«Io, sindaco innamorato della mia città: solo così ho potuto amministrarla»
Doppio appuntamento bresciano, ieri, per Leoluca Orlando, ospite nel pomeriggio nell’auditorium di Confartigianato per «Dopo Librixia 2023», appendice della Fiera del libro di Confartigianato Imprese Brescia e Comune di Brescia, e in serata a Chiari per la Rassegna della Microeditoria curata dall’associazione culturale L’Impronta. In entrambi i casi, l’occasione è stata la presentazione del libro «Enigma Palermo. La politica, la paura, il futuro. Storia di una città e del suo Sindaco» (Rizzoli), scritto con la giornalista Constanze Reuscher.
Primo cittadino
Nell’incontro in città, introdotto da Eugenio Massetti e moderato dal vicecaporedattore del nostro giornale Massimo Lanzini, Leoluca Orlando ha dialogato con Emilio Del Bono, in un confronto a tutto tondo tra due (ex) amministratori locali, che, prescindendo dalla distanza geografica, hanno qualcosa che li accomuna profondamente: l’amore per la loro città. Un legame di grande intensità e che «si fatica a trovare negli esponenti della politica nazionali e regionali». Da parte di Orlando un omaggio a Brescia, città «in cui torno con grande emozione, punto di riferimento di quel cattolicesimo democratico che ha ispirato le mie azioni». «Due cose non si possono fare senza amare - ha detto il già parlamentare ed europarlamentare -: il capo dello Stato (chi non ricorda al proposito Pertini?) e il sindaco. Se non ami la tua città, non hai titolo per amministrarla. La crisi della politica italiana nasce anche dal fatto che è stato distrutto il rapporto tra la gente e l’eletto. Il sindaco, invece, è colui che tocca ed è toccato dai cittadini e l’Amministrazione comunale resta l’ultimo avamposto della partecipazione democratica».
Un sentire condiviso da Del Bono, ora vicepresidente di Regione Lombardia: «Devi essere innamorato della tua città quando ti candidi, quando vieni eletto ed anche quando abbandoni. È un’esperienza totalizzante, che ti fa diventare più umile perché cominci a misurare i tuoi limiti e dove non c’è spazio per l’ipocrisia.

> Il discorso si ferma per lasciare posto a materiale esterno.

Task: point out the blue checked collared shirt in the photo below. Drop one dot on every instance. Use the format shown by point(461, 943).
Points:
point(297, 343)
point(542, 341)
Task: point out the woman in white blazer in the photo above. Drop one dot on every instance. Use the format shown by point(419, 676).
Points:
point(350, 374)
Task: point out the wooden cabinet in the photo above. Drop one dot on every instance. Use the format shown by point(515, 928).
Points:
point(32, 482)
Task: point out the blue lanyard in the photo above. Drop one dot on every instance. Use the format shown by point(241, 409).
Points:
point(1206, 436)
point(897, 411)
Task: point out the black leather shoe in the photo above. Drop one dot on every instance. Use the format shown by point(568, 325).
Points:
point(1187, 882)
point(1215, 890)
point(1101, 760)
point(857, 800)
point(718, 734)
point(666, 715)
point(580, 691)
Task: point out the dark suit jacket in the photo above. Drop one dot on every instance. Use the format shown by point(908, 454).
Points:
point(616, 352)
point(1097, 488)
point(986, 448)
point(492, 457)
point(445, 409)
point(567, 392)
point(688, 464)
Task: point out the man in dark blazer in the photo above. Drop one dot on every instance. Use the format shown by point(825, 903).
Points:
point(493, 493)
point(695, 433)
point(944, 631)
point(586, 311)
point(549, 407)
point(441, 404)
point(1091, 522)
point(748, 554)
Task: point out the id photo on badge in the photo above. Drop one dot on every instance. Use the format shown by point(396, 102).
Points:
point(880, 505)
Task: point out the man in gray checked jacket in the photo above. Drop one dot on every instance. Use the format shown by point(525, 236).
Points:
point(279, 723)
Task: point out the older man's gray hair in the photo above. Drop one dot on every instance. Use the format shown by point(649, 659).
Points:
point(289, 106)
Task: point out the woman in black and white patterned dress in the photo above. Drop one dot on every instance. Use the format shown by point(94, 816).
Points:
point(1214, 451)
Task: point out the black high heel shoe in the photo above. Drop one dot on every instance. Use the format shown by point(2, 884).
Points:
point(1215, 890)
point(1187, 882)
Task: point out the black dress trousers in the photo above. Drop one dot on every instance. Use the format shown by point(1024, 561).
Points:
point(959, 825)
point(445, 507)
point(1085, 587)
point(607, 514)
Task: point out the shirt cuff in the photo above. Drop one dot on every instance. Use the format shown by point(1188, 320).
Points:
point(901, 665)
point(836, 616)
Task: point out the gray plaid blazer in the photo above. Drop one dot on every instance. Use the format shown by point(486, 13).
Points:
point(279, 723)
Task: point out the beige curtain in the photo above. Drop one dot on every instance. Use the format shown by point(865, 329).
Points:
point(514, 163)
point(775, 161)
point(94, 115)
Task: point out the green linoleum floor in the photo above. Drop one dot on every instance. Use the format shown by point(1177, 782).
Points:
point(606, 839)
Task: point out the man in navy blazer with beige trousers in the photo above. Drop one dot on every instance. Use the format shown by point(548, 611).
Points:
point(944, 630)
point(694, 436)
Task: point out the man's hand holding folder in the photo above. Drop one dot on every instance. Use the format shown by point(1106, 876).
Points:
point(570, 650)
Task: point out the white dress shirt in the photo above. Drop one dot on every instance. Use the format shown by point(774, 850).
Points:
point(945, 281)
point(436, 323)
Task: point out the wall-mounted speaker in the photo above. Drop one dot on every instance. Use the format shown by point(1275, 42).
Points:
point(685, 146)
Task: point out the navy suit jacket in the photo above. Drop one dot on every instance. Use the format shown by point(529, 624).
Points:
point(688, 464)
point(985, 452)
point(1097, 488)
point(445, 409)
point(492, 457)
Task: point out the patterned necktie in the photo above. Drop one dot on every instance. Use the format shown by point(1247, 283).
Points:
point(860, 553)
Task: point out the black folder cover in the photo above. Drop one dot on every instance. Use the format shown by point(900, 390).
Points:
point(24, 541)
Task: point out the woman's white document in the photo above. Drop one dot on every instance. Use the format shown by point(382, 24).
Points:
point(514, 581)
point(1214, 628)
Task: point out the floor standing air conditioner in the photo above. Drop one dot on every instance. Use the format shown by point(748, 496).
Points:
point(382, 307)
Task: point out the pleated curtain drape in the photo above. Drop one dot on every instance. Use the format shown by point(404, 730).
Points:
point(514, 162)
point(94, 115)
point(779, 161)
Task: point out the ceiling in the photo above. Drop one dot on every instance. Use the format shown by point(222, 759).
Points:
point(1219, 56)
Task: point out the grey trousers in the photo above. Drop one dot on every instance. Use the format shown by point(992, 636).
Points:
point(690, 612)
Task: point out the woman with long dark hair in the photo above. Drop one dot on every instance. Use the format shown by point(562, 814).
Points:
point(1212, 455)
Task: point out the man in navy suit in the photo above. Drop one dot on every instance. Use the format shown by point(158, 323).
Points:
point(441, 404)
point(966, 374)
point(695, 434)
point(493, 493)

Credo - sottolinea l’ex primo cittadino di Brescia - che questo spaventi la politica, soprattutto ad un livello superiore, in quanto il sindaco fa pedagogia civile, vuole portare un sistema di valori dentro la sua comunità».
In politica
Nel libro, Orlando ricorda le ragioni che lo spinsero nel 1980, allora giovane giurista, ad intraprendere la strada della politica: fu l’uccisione per mano di Cosa nostra di Piersanti Mattarella, fratello dell’attuale presidente della Repubblica; una morte «che mi sono ripromesso di vendicare». La sua prima elezione è datata 1985: al tempo i media parlavano di Palermo come della «capitale della mafia» (mancavano ancora sette anni agli attentati che costeranno la vita ai giudici Falcone e Borsellino) segnata dalle bombe e dalla paura. Poi, inizia la Primavera di Palermo, di cui Orlando è stato indubbiamente simbolo, che poco alla volta trasforma la città in una metropoli cosmopolita, in un luogo di diritti e di accoglienza. Che cosa è successo? «La mafia ha commesso un grande errore con le stragi del ’92 e ’93: ci ha costretti a cambiare; noi, che eravamo professionisti dell’antimafia in solitudine, siamo usciti dall’isolamento; c’è stata una rivolta civile, un cambio culturale. Anche l’esempio di don Pino Puglisi, il parroco di Brancaccio assassinato il giorno del suo compleanno e che muore col sorriso dicendo “Me l’aspettavo”, ci ha fatto capire che non basta applicare la legge».
Concetto, questo, che lo scrittore e politico illustra con veemenza: la verità storica non sempre coincide con la verità giudiziaria e vanno separati i termini diritto/diritti. «Dobbiamo sostituire, alla cultura di morte della mafia, una cultura di vita» afferma quindi «U Sinnacu», come ancora lo chiamano i palermitani, e si sofferma sulla questione dei migranti («Chi vive a Palermo, è palermitano»), sulle forme di razzismo («La razza è una sola, quella umana») e sull’identità, che per ciascuno è «unica e irripetibile». Perché, alla fine, la politica «non è mai un’altra cosa: o è vita o è cattiva politica».